At a time when climate change is making many areas of the planet hotter and drier, it’s sobering to think that deserts are relatively new biomes. For instance, the widespread arid regions that currently cover much of western North America only emerged 5 to 7 million years ago. Understanding how some plants invaded and thrived in these harsh biomes thus presents a unique opportunity, allowing scientists to assess how today’s ecosystems will fare in a drier future.
However, a new study from the University of California, Berkeley — although highly revealing — doesn’t bring good news. Researcher Isaac Lichter-Marck and Bruce Baldwin, UC Berkeley professor of integrative biology, studied rock daisies, a group of plants that invaded deserts millions of years ago. The study shows that these pioneers came pre-equipped to deal with heat, sun, and drought, having developed adaptations while living on dry rock outcroppings and even in tropical forests.
“The history of rock daisies suggests that when deserts emerged, those plants that had the necessary pre-adaptations to take advantage of new conditions were the ones that thrived,” says Lichter-Marck in a statement.
From fossils to rock climbing: a window into desert plant evolution
Botanists have long known that when plants invaded deserts, they diversified quickly to fill the many niches created by the new habitat. Paleontologists have also noted similarities between fossilized plants that grew tens of millions of years ago, long before the widespread proliferation of deserts seen now when they cover a fifth of Earth’s surface, and desert plants today. However, these observations present a dilemma: Did iconic desert plants, like the stately saguaro cacti, the flaming ocotillos and the Seussian agaves, adapt to arid conditions only after they invaded deserts or were they already preadapted to thrive even in such harsh conditions?
“Plants that live on rock outcrops face many of the same challenges as those living in a dry, desert habitat,” Lichter-Marck said. “Rock outcrops tend to be exposed to UV light, wind and dry, desiccating conditions, as well as heat and frost. They also tend to be more exposed to herbivores.
“The ways that plants deal with them are diverse, but they usually involve some kind of specialized root morphology that helps them to anchor in rock outcrops, as well as deal with the heightened arid conditions. And they tend to have smaller leaves, or leaves with a dense covering of hairs that help buffer them against drought and block sunlight, including UV light. They also tend to have heightened chemical defenses against herbivores, because it takes a lot of energy to regenerate after being munched.”
Researchers collected hundreds of specimens of rock daisies, sometimes in arduous working conditions as some of these plants bloom on vertical rock faces or sky island mountain ranges. Thankfully, Lichter-Marck is an experienced mountaineer, which shows that you can never have enough diverse skill sets when doing biology fieldwork.
With these samples in hand, the researchers then set about sequencing their DNA and cataloging their particular characteristics, such as where exactly they grew, whether they were a herb or a shrub, or what type of root system they had. This data was then compared with fossilized daisies in order to map a rough evolutionary timeline that might point to the moment the lineage shifted into desert biomes.
The analysis showed that most rock daisies, especially those in the genus Laphamia, already possessed some adaptations for heat, aridity, wind, and sun well before they appeared in desert landscapes.
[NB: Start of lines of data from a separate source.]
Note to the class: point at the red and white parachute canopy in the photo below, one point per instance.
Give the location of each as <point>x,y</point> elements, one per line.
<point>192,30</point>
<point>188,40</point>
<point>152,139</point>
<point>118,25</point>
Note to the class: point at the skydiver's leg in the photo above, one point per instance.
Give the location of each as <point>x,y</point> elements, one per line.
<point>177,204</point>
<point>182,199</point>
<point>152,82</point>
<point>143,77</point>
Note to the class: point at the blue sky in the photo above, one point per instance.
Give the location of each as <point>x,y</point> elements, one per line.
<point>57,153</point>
The same likely applies to other successful desert plants like cacti, which are known to inhabit rock outcrops.
“What this means is that the strategies for drought tolerance that are so characteristic of desert vegetation might not actually represent responses to the dry conditions found in deserts. Instead, they could be traits that evolved earlier in association with much older and more stable dry microclimates, such as rock outcrops in tropical settings,” Lichter-Marck said.
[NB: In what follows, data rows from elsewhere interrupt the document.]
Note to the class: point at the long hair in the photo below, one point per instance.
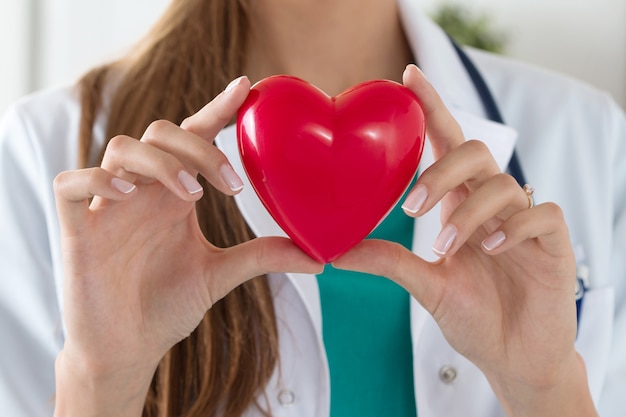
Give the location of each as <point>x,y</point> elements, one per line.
<point>184,61</point>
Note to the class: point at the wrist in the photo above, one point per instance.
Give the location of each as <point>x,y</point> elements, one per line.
<point>566,392</point>
<point>87,389</point>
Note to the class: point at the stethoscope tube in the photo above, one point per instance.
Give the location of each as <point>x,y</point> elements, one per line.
<point>491,108</point>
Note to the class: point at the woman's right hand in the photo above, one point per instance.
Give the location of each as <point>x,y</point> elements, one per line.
<point>139,274</point>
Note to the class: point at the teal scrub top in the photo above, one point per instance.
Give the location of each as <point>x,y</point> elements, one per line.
<point>367,335</point>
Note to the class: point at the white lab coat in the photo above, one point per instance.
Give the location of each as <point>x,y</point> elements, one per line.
<point>571,142</point>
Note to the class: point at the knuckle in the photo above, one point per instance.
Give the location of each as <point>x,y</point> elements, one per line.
<point>117,144</point>
<point>60,180</point>
<point>554,211</point>
<point>157,129</point>
<point>476,147</point>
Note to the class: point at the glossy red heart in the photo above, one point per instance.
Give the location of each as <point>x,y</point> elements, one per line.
<point>328,169</point>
This research is significant today as accelerating aridity due to climate change is forcing plants to adapt much faster than in the past. If adaptation to arid conditions was only possible for plants that had already evolved to deal with such stresses, many plants today may not have the necessary genetic tools to survive.
Next, the researchers plan on extending their research to plants that grow on rock outcrops in Hawai’i. This time though, there will be less dangerous rock climbing, as they hope to use drones to collect samples instead.
The findings appeared in the journal PNAS.